Лежала в бабьей невменяемости страна, опоенная чем–то не то чтобы крепким, но дурным, а мужиков у нее, защитников не было. Так, приткнулся какой–то, подгребя под щеку половики и пустив на них слюну, да неподалеку суетились у багажников, перегружали что–то; а мужиков не было. Хозяином у магазина себя назвал... только и хозяйства, что в штанах. Жены теперь у нас хозяйничают, вот кто. Бабья власть. Никто не берет, они и взяли.

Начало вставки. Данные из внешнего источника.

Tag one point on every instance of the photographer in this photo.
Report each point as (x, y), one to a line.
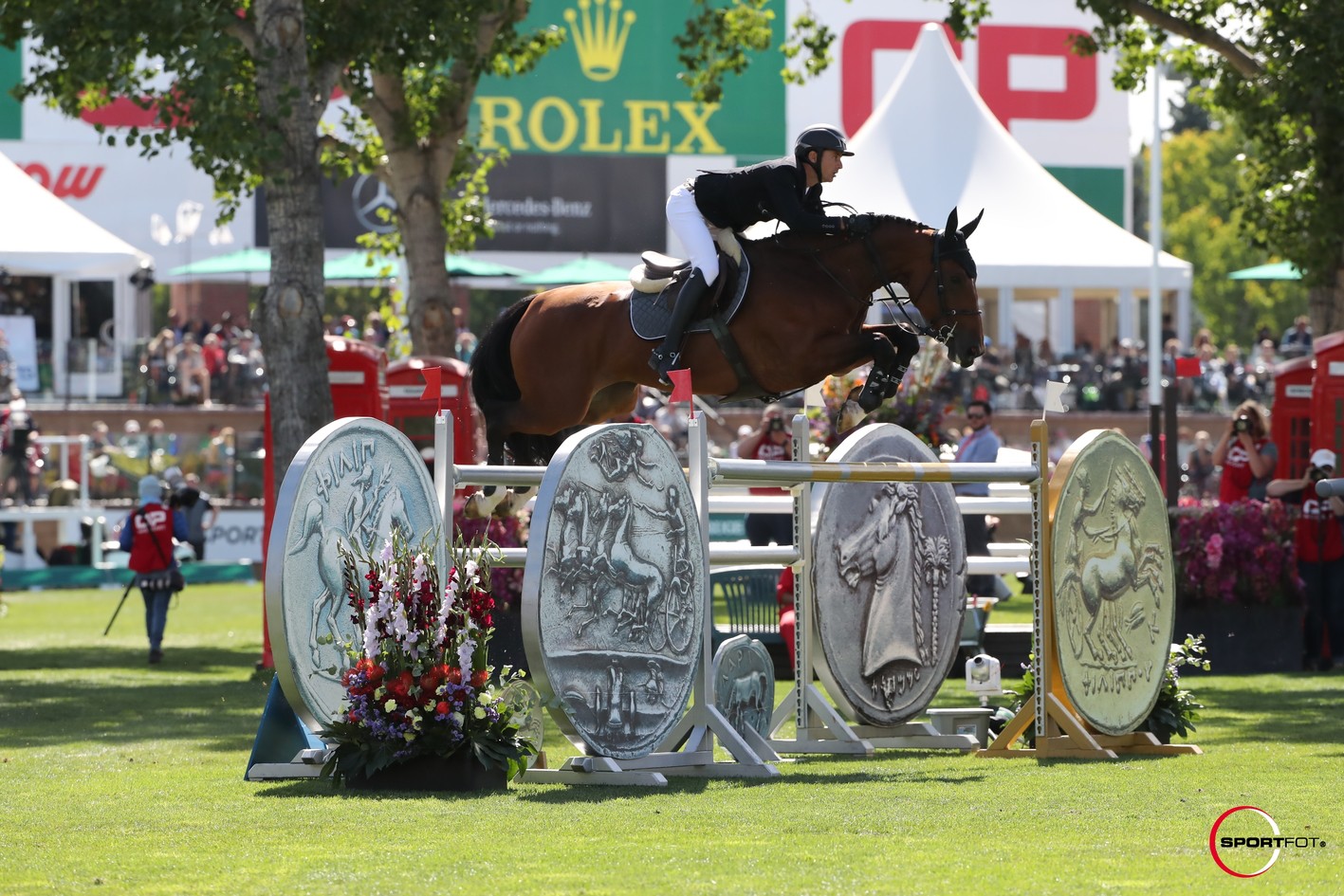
(1246, 456)
(767, 442)
(1320, 558)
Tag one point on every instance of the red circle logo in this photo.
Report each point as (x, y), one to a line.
(1212, 841)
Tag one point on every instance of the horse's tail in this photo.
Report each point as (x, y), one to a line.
(492, 364)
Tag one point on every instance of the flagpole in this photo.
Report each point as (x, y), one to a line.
(1154, 292)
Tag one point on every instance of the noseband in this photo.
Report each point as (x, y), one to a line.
(960, 254)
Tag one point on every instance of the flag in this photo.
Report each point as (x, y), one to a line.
(433, 384)
(680, 386)
(1054, 396)
(1187, 367)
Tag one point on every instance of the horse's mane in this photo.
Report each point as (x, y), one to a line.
(796, 239)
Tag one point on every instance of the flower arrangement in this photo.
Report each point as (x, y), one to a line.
(1228, 554)
(419, 682)
(919, 406)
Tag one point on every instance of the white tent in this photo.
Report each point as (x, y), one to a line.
(44, 237)
(41, 234)
(933, 145)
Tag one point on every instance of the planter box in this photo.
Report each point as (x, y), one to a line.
(1244, 640)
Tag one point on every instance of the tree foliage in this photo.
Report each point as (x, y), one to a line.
(1203, 181)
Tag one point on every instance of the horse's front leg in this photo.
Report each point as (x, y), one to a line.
(883, 380)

Взяли, с земли подобрали, есть такая партия –под каждой драной даже крышей, в самых, как твой учитель говорит, запселых углах жизни, сверху донизу. Холостяк, не все, может, ему знаемо изнутри, детишек–то своих за руку не водил — но ведь и видней со стороны, в этом–то ему не откажешь. Сильней, говорил, партии нету, тем более идею теперь ей подкинули, руководящую — выживать... Кого или чего выживать – не вопрос: мужской здравый смысл, чего ж еще, волю его к делу человеческому, а не животному. Ибо, говорил, какой ценой выживать, — женщина никогда не спрашивала и не спросит, ее дело жизнь сохранить как угодно и хоть в каком виде, ребенка и свою, сейчас и сегодня — хоть даже ценой завтрашнего небытия нашего, общего, может быть. И упаси Бог упрекать ее в том и бесчеловечно спрашивать; но допускать ее к решению — какой ценой? — еще хуже. Некуда хуже, а мы допустили. Нас, мужчин, не стало, нашей воли нравственной, нашей вперед смотрящей заботы о завтрашнем не стало — и над человеческим завтра восторжествовало животное сегодня. Животный матриархат, уточнял учитель и кивал на город за окном, в этом свинюшнике. Место «мужа здрава и честна» незаметно как и когда занял чей–то личный обленившийся супруг, за право не ходить по продмагам, не мыть посуду и смотреть беспошлинно, ящик уступивший свое природное право решения, все сие под сенью профилактических со стороны супружницы сцен и скандалов, благо законодательством все это ей обеспечено... Впрочем, посложней все тут, поистеричней; и не муженька, конечно же, надо жалеть, а ее, поднявшую на свое горе с земли такую бяку — ну, что она с ним делать будет, с этим правом, что делает?!

Нет зрелища печальней.

Самозабвенно, бедолага, до смерти может в тряпочках своих копаться, в мелочевке, в следствиях — но причин поискать, в основанья бед своих заглянуть и не подумает; ну, просто в ум не придет, даже если таковой и есть — поскольку, в буквальном смысле, не ее это ума дело, а твое, мужское. Зато уж никто лучше ее не сумеет отговорить правду–матку начальству в глаза резать или за други своя постоять — отговорит, не перескандалит, так угладит. И на площадку лестничную не пустит, где соседа бьют, и антигражданка первая, за рукав, как мужа, одернет тебя зло в очереди, когда куражиться в ней начнет какой–нибудь замухрышка пьяненький; не, само собой, первая же трястись подбрудками будет, глупая, ожидая запоздавшую с гулянья дочку, по комнатам ходить, обвешанным коврами, в халате и подвывать от страха. А при пустяковом, слава Богу, случае – заигрался сынок, рассек переносицу, кровью глаза залило, – обезумеет, одуреет в истерике и будет биться жирной грудью обо что ни попало, не в состоянии даже кровь ему вытереть, остановить, рев ребенка остановить беспомощного, который не столько, может, крови испугался, сколько истерики мамашиной, – это она–то, такая в ссорах домашних беспощадная, зоркая, безошибочно знающая, где уязвить, прямой ногой не раз первой ступавшая на трону семейной войны.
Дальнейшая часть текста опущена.